I have a main script (main.bash)

#!/bin/bash
var=10                 #Variable to pass to the nested script
./nested.bash $var     #Pass 'var' to the nested script, which outputs the 'list' array
echo $list             #echo the output of the nested script

The nested script (nested.bash) is:

#!/bin/bash
if [ $1 == 10 ] ; then    
    list=(10-10 20-01 30-03 40-01 50-05)
fi
export list

I used export, but it is not working. How can 'nested.bash' pass list array to 'main.bash'? More generally, how can this be done?

Answer 1

The simplest solution is to source the script with .. This runs it in the current shell process instead of in a child process, which means the outer script can see the changes made by the nested script.

main

#!/bin/bash
var=10
. ./nested.bash "$var"
echo "${list[@]}"

nested.bash

if [ "$1" == 10 ]; then    
    list=(10 20 30 40 50)
fi

Notes:

• Executables should generally not have an extension. The caller doesn't need to know if the script is written in bash or python or is a compiled C program. Prefer main to main.bash.

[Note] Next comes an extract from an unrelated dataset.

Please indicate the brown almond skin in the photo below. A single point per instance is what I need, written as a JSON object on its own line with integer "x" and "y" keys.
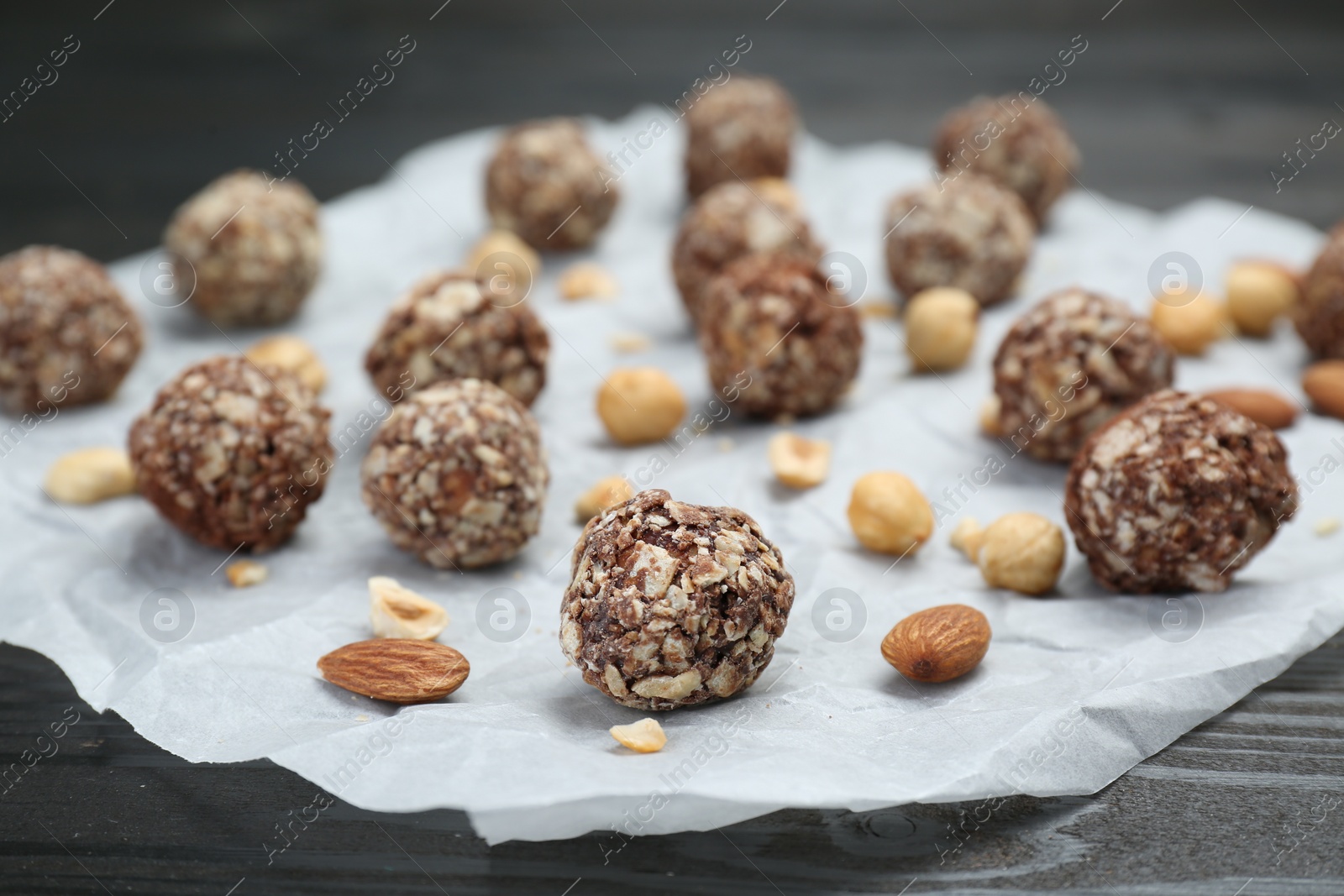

• Sourced scripts, on the other hand, should have an extension since they need to be executed in a particular interpreter. Name the inner script nested.bash.

• Always quote variable expansions.

• Array expansion is "${list[@]}". If you write $list you'll only get the first element.

• You don't have to pass "$var" in and reference it as "$1" in the nested script. You can reference "$var" directly if you like.

Answer 2

You can't export variables to a parent process. export is only used to pass variables to child processes. It's also not possible to export arrays.

The way to send data back to the parent process is through standard output, using command substitution.

main.bash:

#!/bin/bash
var=10                 
list=($(./nested.bash "$var"))
echo "${list[@]}"

nested.bash:

#!/bin/bash
if [ $1 == 10 ] ; then    
    list=(10 20 30 40 50)
fi
echo "${list[@]}"